A Beginner's Guide to PVM Parallel Virtual Machine

Contents

Introduction

PVM (Parallel Virtual Machine) is a software environment for heterogeneous distributed computing. It allows a user to create and access a parallel computing system made from a collection of distributed processors, and treat the resulting system as a single virtual machine (hence the name, parallel virtual machine).

The hardware in a user's virtual machine may be single processor workstations, vector machines or parallel supercomputers or any combination of those. The individual elements may all be of a single type (homogeneous) or all different (heterogeneous) or any mixture, as long as all machines used are connected through one or more networks. These networks may be as small as a LAN connecting machines in the same room, as large as the Internet connecting machines across the world or any combination. This ability to bring together diverse resources under a central control allows the PVM user to divide a problem into subtasks and assign each one to be executed on the processor architecture that is best suited for that subtask.

PVM is based on the message-passing model of parallel programming. Messages are passed between tasks over the connecting networks.

User's tasks are able to initiate and terminate other tasks, send and receive data, and synchronize with one another using a library of message passing routines. Tasks are dynamic (i.e. can be started or killed during the execution of a program), even the configuration of the virtual machine (i.e. the actual machine that are part of your PVM) can be dynamically configured.
 
 

Installing PVM

One of the reasons for PVM's popularity is it's ease of use, which extends to its installation. No special privileges are required to install PVM, anyone with a valid login on the host machines can install it.

This section describes how to install PVM on machines that you wish to run PVM applications on. If PVM has been previously installed on the machines, you may skip the first part of this section. Check with your system administrator to see if and where PVM has been installed.

The latest version of PVM is always available in from Netlib at the URL http://www.netlib.org/pvm3/ in a file named pvm3.x.x.tar.gz. There are pointers to more PVM information in this directory. As of May 2000, the most recent version of PVM was pvm3.4.

The following set of commands download, unpack, build and install a release of PVM. Start in the directory just above PVM_ROOT, that is, just above where you wish PVM to be installed, for example $HOME or /usr/local.

% ftp ftp.netlib.org
Name: anonymous
Password: you@host.domain (put your email address here)
ftp> bin
ftp> cd pvm3
ftp> ls pvm3*.tar.z.uu
ftp> get pvm3.4........
ftp> quit
The environment variable PVM_ROOT tells PVM where the system is installed so that PVM can find various files. It must be set in order for PVM to run. PVM also needs to know what architecture it running on (e.g., SUN4), so that it can run the appropriate executables. To do this it checks the environment variable PVM_ARCH. A script is provided with PVM which figures out the correct value for PVM_ARCH

The following examples assume that PVM is installed in $HOME/pvm3. If it is installed in another location, for example, /usr/local/pvm3 please make the appropriate changes.
 

Configuration

The machines lpc1, lpc2, lpc4 and lpc5 and the medusa can be used as machines for the PVM platform.The users are pardb1 -- pardb7.

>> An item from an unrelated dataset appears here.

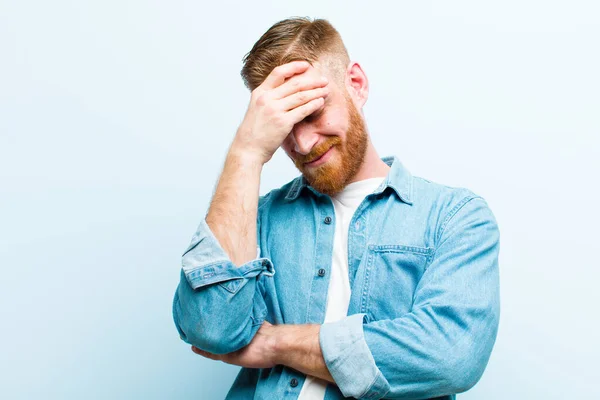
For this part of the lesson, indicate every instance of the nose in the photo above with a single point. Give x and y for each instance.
(304, 138)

On each machines you should include into the .bashrc the following export's :

If you normally use bash, sh or ksh, add these lines to the end of your .bashrc:
export PVM_ROOT=/usr/lib/pvm3
export PVM_DPATH=$PVM_ROOT/lib/pvmd
export MANPATH=$MANPATH:$PVM_ROOT/man
export PATH=$PATH:$PVM_ROOT/lib:$PVM_ROOT/include

To use the pvm functionalities, a rsh between the different noded of the parallel virtual machines must be possible. In order to enable this, you should configure the .rhosts :
Make a file .rhosts in your $HOME directory and write in it:

lpc1.itec.uni-klu.ac.at harald
lpc2.itec.uni-klu.ac.at harald

if you are user harald and the nodes of the parallel machines are lpc1 and son on.
 

The PVM distribution comes with several example programs which are an excellent way of learning PVM. you can find these examples in $PVM_ROOT/examples. Use these examples and their associated Makefiles as templates for your own programs.
 
 

Writing PVM Applications

PVM applications can be written in using C or Fortran 77, Java and other languages.. To program in C using PVM, the user adds PVM function calls to the code. The compiled code is then linked with libraries which handle the PVM calls.

PVM provides a very flexible environment for message passing. It supports MIMD (Multiple Instruction stream over Multiple Data stream) style parallel computation, though most programs are written in the SPMD (Single Program over Multiple Data stream) style.

A Simple Example

There are a few elements common to all PVM programs. Every PVM program needs to include a header file (C needs pvm3.h; ) at the beginning. A possible first PVM routine called, usually : pvm_mytid in C, enrolls the process in PVM. The routine returns a number which is the task-id tid of the calling process.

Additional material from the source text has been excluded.